Naturalisation: Nyon désavouée par la justice

La justice a donné raison à Antonia Scanio. La femme avait fait recours contre Nyon qui lui avait refusé la naturalisation, alors que la Ville l’avait accordée à son mari. Le Tribunal cantonal conteste cette décision et renvoie la balle à la commune. Une nouvelle audition devra avoir lieu.

01 févr. 2019, 11:30
A Nyon, la très médiatique affaire de naturalisation connaît un nouveau rebondissement.

L’affaire de la naturalisation refusée n’est pas close à Nyon! Dans un arrêt du 29 janvier, le Tribunal cantonal admet le recours d’Antonia Scanio, épouse de Salvatore, comme le révèle «Le Temps». La femme contestait le refus de la commune de lui octroyer la bourgeoisie, sur la base d’une audition mal menée.

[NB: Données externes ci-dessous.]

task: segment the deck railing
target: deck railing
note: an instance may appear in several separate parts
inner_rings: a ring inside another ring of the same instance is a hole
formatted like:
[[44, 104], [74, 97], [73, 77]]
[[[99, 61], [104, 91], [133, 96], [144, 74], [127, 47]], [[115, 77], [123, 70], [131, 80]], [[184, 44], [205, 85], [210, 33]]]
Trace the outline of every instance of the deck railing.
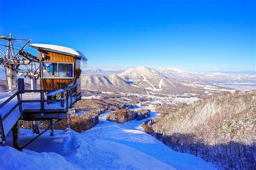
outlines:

«Je suis ravie que les juges m’aient donné raison, car j’avais un profond sentiment d’injustice», clame la principale intéressée dans les colonnes du «Temps». 

Une nouvelle audition

La Ville de Nyon avait, dans un premier temps, rendu un préavis défavorable au couple, auditionné en octobre 2017, et lui avait proposé de repasser une audition. Ceux-ci avaient décliné, souhaitant une décision formelle. En janvier 2018, la Municipalité, sur la base du rapport de la commission de naturalisation, avait alors tranché: si l’époux obtenait finalement la naturalisation, la femme était, elle, recalée. Et le couple a fait recours.

Le Tribunal cantonal renvoie aujourd’hui la balle à la commune. La justice critique surtout le déroulement de l’audition et son flou. «Il n’est donc pas possible de déterminer sur la base de ce qui est connu du déroulement de l’audition commune des époux si la recourante a ou non fait preuve de connaissances suffisantes», conclut la Cour de droit administratif et public (CDAP). Nyon est donc invitée à «procéder à une nouvelle audition individuelle de la recourante» et statuer à nouveau sur sa demande. 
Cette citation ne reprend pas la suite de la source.